歯肉を切開し、病変部とともに歯根の先を切除します。切断面から逆根管形成を行い、MTAなどの材料で封鎖します。マイクロスコープを用いた手術では成功率の向上が報告されています。
抜歯の判断
以下のような場合には保存が困難と判断されることがあります。
- 垂直性歯根破折が歯根全体に及ぶ場合
- 支持骨の著しい喪失により動揺が高度な場合
- 再治療を行っても感染が制御できない場合
抜歯後は、ブリッジ・義歯(入れ歯)・インプラントなどで機能回復を図ります。
神経を抜いた歯を長持ちさせるために
神経を抜いた歯は、治療の過程で歯質が大きく失われていることが多く、構造的に負担を受けやすい状態になります。しかし、適切な治療とメンテナンスを行えば、長期的に機能させることは十分可能です。
■ 治療後は確実な封鎖を行う
根管治療後の歯は、根の中が清掃・充填されていますが、上部の封鎖が不十分だと唾液や細菌が再侵入する可能性があります。
精度の高い土台(コア)と適合の良い被せ物(クラウン)を装着し、長期的な封鎖性を確保することが再感染予防の重要なポイントです。
被せ物の材料には保険適用の「銀歯(金銀パラジウム合金)」や白いプラスチックの「CAD/CAM 冠」、自費診療のセラミックなどがあります。材料の違いだけでなく、適合精度や設計、メンテナンスの質が予後に大きく影響します。
セラミックは表面性状が安定しやすく、適切に研磨・管理された場合にはプラーク付着が少ないと報告されていますが、最終的な予後は総合的な要因によって決まります。
定期検診とメンテナンスを

神経を取っている歯は虫歯が進行しても痛みが出にくいため、異常の発見が遅れることがあります。定期的な診査とレントゲン評価、プロフェッショナルクリーニングにより、歯の健康状態を守るだけでなく、再度の虫歯や、歯周病などの早期発見が可能になります。

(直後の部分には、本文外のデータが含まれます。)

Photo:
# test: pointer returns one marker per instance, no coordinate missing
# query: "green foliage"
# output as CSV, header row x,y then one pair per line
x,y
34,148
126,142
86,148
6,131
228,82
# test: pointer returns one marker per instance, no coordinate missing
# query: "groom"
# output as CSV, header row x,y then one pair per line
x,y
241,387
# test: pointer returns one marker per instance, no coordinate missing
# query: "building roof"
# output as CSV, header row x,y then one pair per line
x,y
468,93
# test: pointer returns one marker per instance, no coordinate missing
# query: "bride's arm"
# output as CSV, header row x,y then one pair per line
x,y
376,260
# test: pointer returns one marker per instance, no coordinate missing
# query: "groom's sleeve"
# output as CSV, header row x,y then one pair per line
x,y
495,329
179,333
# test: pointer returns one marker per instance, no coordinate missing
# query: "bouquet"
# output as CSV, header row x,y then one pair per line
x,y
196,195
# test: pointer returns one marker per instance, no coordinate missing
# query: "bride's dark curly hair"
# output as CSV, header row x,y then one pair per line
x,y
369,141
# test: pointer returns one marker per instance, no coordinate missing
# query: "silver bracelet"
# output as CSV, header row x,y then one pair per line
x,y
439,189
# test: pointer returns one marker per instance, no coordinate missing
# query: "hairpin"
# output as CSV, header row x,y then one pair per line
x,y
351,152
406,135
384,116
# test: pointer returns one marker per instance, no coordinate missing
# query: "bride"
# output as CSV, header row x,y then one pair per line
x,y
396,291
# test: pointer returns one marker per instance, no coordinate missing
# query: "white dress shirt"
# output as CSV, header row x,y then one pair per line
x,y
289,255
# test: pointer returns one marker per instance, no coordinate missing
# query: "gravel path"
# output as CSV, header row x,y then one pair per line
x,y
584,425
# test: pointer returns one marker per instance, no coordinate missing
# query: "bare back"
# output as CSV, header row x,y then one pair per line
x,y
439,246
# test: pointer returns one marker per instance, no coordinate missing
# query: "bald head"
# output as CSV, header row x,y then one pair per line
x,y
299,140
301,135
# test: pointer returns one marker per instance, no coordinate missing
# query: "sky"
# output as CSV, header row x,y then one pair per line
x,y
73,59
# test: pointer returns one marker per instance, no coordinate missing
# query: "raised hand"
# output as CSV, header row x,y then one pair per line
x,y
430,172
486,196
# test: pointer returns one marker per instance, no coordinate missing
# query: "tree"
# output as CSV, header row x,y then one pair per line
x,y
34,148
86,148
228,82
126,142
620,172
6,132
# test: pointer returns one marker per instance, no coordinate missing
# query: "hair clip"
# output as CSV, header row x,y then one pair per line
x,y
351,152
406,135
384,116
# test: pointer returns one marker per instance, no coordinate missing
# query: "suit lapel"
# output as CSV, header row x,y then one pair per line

「痛くなってから」ではなく、「問題が起こる前に管理する」ことが歯の寿命を大きく左右します。
まとめ:自己判断せずに早めの受診を
神経を抜いた歯の痛みの原因は、再感染、咬合負担、歯根破折などさまざまです。その多くは自然に治ることはありません。
- 痛みが強い場合は適切に応急対応を行う
- 自己判断で放置しない
- 早期に診断を受ける
早期に対応することで、抜歯を回避できる可能性は高まります。信頼できる歯科医師と相談し、長期的な視点で治療計画を立てることが大切です。